How much of this is coaching and how much should be attributed to the players is up for debate. Even so, if Smith’s critics want to slam him for young players who failed to launch in Ottawa, then he deserves credit for those who have. 

Related: Senators’ Formenton Has Cemented His Spot in the Top-Six

Goaltending is often cited as one of the reasons that the Senators have struggled this year with the team’s number one twine minder, Matt Murray, being sent to the Belleville Senators in the American Hockey League (AHL) last month to straighten himself out. Many commentators ask what that says about a team’s coaching when their starting goaltender is sent down to the minors.

Spotty goaltending has worsened the D-Corps’ struggles this season. The Senators’ young defensemen must at times lack confidence in the team’s crease-keeping, and that is sure to affect the way they play.

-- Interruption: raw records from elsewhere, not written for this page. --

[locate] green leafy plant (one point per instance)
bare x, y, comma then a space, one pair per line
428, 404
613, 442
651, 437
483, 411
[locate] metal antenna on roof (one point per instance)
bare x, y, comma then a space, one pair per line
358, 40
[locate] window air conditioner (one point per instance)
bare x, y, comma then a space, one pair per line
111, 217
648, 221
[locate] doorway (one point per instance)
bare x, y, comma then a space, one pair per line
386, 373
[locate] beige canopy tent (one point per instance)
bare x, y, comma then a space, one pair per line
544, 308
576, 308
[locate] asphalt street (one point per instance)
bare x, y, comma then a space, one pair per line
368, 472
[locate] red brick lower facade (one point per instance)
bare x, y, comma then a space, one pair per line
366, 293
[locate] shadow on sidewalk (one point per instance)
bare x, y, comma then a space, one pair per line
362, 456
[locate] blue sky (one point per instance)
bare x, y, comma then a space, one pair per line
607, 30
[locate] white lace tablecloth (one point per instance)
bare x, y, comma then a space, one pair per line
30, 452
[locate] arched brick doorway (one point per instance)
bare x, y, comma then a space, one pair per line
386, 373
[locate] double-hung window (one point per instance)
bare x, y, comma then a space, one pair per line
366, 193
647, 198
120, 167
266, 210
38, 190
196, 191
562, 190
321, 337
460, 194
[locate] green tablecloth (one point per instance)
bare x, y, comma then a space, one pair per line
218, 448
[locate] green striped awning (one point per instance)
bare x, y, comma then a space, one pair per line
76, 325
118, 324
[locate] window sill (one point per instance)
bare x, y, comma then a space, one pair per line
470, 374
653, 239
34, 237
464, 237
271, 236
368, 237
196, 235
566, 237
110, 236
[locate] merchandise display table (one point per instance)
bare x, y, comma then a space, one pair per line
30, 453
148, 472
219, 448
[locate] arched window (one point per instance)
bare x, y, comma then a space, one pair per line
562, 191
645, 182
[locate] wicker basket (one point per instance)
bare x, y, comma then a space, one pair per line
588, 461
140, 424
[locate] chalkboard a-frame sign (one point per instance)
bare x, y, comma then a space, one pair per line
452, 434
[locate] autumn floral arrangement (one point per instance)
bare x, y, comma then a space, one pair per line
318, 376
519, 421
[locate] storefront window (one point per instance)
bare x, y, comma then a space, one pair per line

The Ottawa Senators Lack Effective Systems

Up to now, it would be hard to argue that the Senators have well-developed systems. The team is plagued by missed assignments, turnovers in the defensive zone, and dopey passes that get intercepted coming through the neutral zone. They give up a lot of odd-man rushes and their play often looks sloppy.

When under pressure, they have difficulty breaking out of their own zone and default to clearing pucks up the boards rather than hitting their forwards with break-out passes on set plays. They often default to a dump and chase game but have trouble gaining possession of the puck in the O-Zone when they do. Dangerous no-look, east-west passes are common when they are under pressure.

Outside of the top line of Brady Tkachuk, Norris, and Drake Batherson, the forward lines aren’t generating many points. The Senators depend on their top line for four in every 10 goals they score (43.9%) and over a third of their total points (34.9%). Smith needs to get more from his other three lines. While he deserves credit for his top line developing into one that can handle more ice time this year, many claim that the team’s lack of secondary scoring is a coaching problem.

D.J. Smith’s Future in Ottawa

Head coaches don’t last long in the NHL – just over three seasons is their average life span. (from, “Will All NHL Coaches Have Job Security in 2020-21?”, The Hockey News, 12/1/2021) Since Smith took over in Ottawa, 20 other teams in the league have made coaching changes. (from, “WARREN’s Piece – Smith among longest-serving NHL coaches, Covid-19 here, there, everywhere” Ottawa Sun, 18/12/2021) So far this season, four head coaches in the league have been replaced.

Smith signed a contract extension last summer that has him in Ottawa through the 2023-24 season. It’s hard to fathom him being terminated at least until the holes in the Senators roster are filled, particularly at the blue line. It’s likely he has another year behind the bench. Still, if the Senators fail to live up to lofty expectations in the latter part of this season he will be on tenterhooks come summer.

At this point, Smith needs to reset his team after a disappointing first half of the season, rebuild their confidence and create some structure on the blue line.